Georgia Roche

Personal information
- Born: 3 September 2000 (age 25) Batley, West Yorkshire England
- Height: 160 cm (5 ft 3 in)
- Weight: 75 kg (11 st 11 lb)

Playing information
- Position: Stand-off, Scrum-half, Loose forward
Club
| Years | Team | Pld | T | G | FG | P |
| 2017 | Featherstone Rovers |  |  |  |  |  |
| 2018–21 | Castleford Tigers |  |  |  |  |  |
| 2022 | Leeds Rhinos | 7 | 5 | 0 | 0 | 20 |
| 2023– | Newcastle Knights | 31 | 7 | 0 | 0 | 28 |
|  | Total | 38 | 12 | 0 | 0 | 48 |
Representative
| Years | Team | Pld | T | G | FG | P |
| 2018–25 | England | 12 | 6 | 0 | 0 | 24 |
- Source: As of 23 September 2025

= Georgia Roche =

England international rugby league footballer

Georgia Roche (born 3 September 2000) is an English professional rugby league footballer for the Newcastle Knights in the NRL Women's Premiership. She plays at either or . She previously played for the Leeds Rhinos in the Rugby Football League Women's Super League.

== Career ==
Roche began her rugby league career playing for Drighlington ARLFC before moving to neighbouring amateur club Dewsbury Moor, during which time she represented Yorkshire in the 2018 Women's Rugby League Association County of Origin against Lancashire and scored Yorkshire's only points in a 10–4 defeat.

In 2017 Roche joined Featherstone Rovers Ladies, for the inaugural season of the Women's Super League.
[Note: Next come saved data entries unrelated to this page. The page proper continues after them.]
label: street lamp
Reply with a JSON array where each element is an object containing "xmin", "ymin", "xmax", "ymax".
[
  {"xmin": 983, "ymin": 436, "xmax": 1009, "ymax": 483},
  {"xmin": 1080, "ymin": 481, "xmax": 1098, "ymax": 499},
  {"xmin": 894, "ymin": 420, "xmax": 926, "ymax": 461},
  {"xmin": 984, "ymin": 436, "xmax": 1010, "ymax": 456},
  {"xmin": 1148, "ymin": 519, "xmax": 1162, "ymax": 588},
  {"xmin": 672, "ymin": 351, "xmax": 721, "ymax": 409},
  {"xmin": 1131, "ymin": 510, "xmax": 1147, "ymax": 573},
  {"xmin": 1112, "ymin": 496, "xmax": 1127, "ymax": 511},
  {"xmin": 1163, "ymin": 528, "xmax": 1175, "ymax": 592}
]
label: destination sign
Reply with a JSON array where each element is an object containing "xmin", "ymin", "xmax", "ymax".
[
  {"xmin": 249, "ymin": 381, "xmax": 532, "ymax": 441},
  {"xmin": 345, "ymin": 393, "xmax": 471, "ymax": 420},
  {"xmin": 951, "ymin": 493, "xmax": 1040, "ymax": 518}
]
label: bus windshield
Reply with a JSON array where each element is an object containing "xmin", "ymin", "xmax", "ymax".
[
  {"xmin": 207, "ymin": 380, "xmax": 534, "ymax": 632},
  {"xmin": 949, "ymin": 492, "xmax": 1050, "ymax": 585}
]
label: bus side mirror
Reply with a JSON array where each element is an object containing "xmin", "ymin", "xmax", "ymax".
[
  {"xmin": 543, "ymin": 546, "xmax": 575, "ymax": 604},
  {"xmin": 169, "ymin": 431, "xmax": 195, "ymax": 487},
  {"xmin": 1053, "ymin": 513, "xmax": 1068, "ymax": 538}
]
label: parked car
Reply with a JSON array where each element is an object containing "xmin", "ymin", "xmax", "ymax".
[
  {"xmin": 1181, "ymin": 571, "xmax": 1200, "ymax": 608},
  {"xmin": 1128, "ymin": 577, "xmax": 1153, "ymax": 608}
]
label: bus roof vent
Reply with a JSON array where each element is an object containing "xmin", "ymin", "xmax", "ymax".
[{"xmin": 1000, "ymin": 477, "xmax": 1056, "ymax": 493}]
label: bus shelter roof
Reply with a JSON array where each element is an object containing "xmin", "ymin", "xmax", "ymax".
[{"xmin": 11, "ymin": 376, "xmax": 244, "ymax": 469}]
At the end of the season Featherstone qualified for the Grand Final and Roche scored all of Featherstone's points (1 try, 1 goal) in a 36–6 defeat to Bradford Bulls Women.

Over the winter Roche moved from Featherstone to Castleford and helped Castleford to the final of the 2018 RFL Women's Challenge Cup. In the final she scored one of Castleford's three tries in the 20–14 defeat to Leeds Rhinos Women.

At the 2018 Man of Steel Awards on 8 October 2018 Roche was named as the inaugural winner of the Woman of Steel award. In the same month Roche was one of the ten nominees for the 2018 BBC Young Sports Personality of the Year and was also shortlisted for the first women's Golden Boot Award.
Roche made her international debut for England against France in Carcasonne on 27 October 2018, scoring two tries in England's 54–4 win.

Following a 2019 domestic season in which Roche helped Castleford to the League Leaders Shield in the 2019 RFL Women's Super League she was selected to be part of the England squads for both the test series against the Papua New Guinea Orchids and the World 9s tournament in October and November 2019.

Roche played in the June 2021 Test Match for England against Wales.

In 2023, she signed a 5-year contract with Australian side, Newcastle Knights in the NRL Women's Premiership. In round 3 of the 2023 NRLW season, she made her NRLW debut for the Knights against the Parramatta Eels. She went on to play in the 2023 NRLW Grand Final, starting at five-eighth in the Knights' 24-18 victory.